2.  I read and answer my emails and phone calls.  

3.  I spend time in classrooms . . . the more, the better.

4.  I meet weekly with our counselors and ISS coordinator and various teacher groups (special education team, data teams, grade level teams). I also meet with parents. 

6.  I meet with students in my office. :) 

7.  We plan our Wednesday Professional Development meetings for teachers (with Ms. Castro and our PD committee).

8.  I write teacher evaluations, reports, the principal blog and newsletter. I write best in the wee hours of the morning.  I try to read as much as possible.

9.  I supervise student activities (mornings, lunches, afternoons and throughout the day).

10.  I provide and receive feedback. 

Students ask whether we work on the weekends here at Esperero.  Honestly, my week goes better if I work 1/2 day on the weekend, simply because I can work uninterrupted. The Marshall  Report recently described the job of principal as "the job of interruptions." During the week, it's absolutely true.  I am rarely alone on the weekends; teachers are often here, too, working in their classrooms.  

Monday, November 12, 2012

Finnish Lessons

  No, I am not learning how to speak Finnish.  Finnish Lessons is the title of Dr. Pasi Sahlberg's book about the Finnish Education system.  Dr. Sahlberg is Director General of CIMO (the Ministry of Education) in Helsinki, Finland.  He was at the Doubletree Inn in Tucson on Saturday for FinnFest, where I heard him speak.  

    The Finnish educational system is a world leader in educating students who achieve at the highest levels, particularly in math and science.  I was amazed at the striking differences in philosophies between the Finnish and American systems. You know I like lists, so here's another one. 


1.  Students learn well and there are very small differences between schools' performance levels. 

2.  Students don't start school until the age of 7.
3.  Only 10% of the applicants who apply are accepted into teacher education programs, thus giving Finland the most competitive teacher education program in the world.  (Dr. Sahlberg noted that it is "harder to get into the teacher education program for primary teachers than it is to get into medical school in Finland.")
4.  School lunch is free for all students in Finland.
5.  Education in Finland is not standardized but customized to each student's needs.
6.  About 50% of all students in Finland will have received some sort of sort of special education, personalized help, or individual guidance by the time they leave comprehensive school at the age of 16.
7.  Students do not take tests until the end of their time in comprehensive school (at age 16).
8.  Teachers are given great autonomy in the classroom but are also given access to large doses of ongoing and purposeful  professional development.
9.  Everything in Finland's education system is geared toward servicing the needs and well-being of each individual student.  At school, if students don't feel well, there is access to medical help, dentists, and counselors.  
10.  Teachers stay in the profession, for the most part, for life.  The public trust in teachers is high.  

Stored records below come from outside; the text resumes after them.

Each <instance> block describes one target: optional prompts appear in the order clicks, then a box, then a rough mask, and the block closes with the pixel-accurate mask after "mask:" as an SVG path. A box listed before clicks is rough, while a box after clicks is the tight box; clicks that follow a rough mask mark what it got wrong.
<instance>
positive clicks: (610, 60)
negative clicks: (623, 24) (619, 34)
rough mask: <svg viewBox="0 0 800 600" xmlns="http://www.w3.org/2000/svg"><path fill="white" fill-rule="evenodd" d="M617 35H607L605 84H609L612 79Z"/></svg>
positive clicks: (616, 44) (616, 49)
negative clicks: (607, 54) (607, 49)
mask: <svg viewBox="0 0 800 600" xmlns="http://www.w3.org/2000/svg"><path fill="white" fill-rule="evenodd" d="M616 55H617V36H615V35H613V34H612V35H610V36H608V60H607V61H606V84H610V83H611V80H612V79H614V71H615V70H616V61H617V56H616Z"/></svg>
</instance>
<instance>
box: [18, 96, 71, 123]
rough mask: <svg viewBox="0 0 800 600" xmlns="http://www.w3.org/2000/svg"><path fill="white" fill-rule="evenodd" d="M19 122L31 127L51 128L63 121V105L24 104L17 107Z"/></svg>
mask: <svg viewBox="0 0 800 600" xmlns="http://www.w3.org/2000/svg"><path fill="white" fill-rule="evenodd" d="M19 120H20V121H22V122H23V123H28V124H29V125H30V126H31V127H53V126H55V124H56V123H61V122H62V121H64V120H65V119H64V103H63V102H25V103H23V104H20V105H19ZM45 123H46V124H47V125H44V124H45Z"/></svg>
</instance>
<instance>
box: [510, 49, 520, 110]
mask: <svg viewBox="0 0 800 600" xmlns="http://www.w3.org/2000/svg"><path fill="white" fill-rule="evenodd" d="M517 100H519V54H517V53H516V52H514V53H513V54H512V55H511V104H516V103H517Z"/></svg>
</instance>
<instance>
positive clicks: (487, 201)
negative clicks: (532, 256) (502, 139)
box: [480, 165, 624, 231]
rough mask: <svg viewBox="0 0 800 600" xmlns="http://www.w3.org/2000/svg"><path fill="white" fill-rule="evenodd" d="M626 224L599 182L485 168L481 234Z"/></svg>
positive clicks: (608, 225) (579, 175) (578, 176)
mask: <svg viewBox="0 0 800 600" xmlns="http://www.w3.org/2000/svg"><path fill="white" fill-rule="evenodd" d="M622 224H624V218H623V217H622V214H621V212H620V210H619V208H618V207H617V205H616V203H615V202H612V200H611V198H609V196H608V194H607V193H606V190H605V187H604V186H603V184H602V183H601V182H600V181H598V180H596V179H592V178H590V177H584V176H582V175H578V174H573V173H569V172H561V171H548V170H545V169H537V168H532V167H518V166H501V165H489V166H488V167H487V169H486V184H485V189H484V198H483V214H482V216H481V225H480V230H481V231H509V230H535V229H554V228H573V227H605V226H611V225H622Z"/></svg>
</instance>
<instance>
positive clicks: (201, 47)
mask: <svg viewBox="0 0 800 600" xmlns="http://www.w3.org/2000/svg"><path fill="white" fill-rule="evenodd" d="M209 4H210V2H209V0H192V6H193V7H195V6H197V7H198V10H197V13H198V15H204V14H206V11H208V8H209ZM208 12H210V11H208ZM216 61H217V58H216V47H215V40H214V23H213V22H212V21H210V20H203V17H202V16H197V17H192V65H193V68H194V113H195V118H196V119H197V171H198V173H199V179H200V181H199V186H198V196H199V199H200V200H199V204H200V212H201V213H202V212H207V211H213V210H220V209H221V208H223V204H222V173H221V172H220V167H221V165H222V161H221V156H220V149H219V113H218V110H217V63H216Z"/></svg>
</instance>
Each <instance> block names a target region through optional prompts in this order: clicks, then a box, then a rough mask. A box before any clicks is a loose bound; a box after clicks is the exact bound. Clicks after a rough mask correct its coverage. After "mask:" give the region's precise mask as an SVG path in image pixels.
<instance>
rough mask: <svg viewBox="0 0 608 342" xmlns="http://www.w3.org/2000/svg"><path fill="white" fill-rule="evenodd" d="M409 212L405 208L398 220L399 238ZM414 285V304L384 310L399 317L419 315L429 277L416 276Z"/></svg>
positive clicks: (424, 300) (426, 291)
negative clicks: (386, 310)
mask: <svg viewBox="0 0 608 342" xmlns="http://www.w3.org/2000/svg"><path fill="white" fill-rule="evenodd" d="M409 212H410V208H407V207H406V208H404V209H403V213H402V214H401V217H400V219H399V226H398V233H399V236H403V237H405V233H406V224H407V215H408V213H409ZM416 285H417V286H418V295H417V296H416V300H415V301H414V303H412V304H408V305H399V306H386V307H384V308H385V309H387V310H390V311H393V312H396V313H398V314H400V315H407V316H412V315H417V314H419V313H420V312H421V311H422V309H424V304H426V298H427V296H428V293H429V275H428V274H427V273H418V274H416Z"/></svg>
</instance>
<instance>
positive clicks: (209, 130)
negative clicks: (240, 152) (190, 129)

     Finland did not always have such an efficacious system of education.  School reform took place in 1970 and emphasized providing an excellent education for all children.  The form and content of curricula would focus on developing the "individual, holistic personalities of children."  The Finnish "re-visioning" of education was the foundation for establishing the future of the country. 

   Dr. Sahlberg encouraged us to look at the Finnish education system as a springboard for educational reform. The success of their system of educating students who are global top academic performers can be attributed to child-centeredness, rigorous and
selective teacher training programs, and the overwhelming support of the Finnish public for education. Finnish Lessons takes a refreshing look at educational reform and how it fuels a high performing society by investing in human and social capital.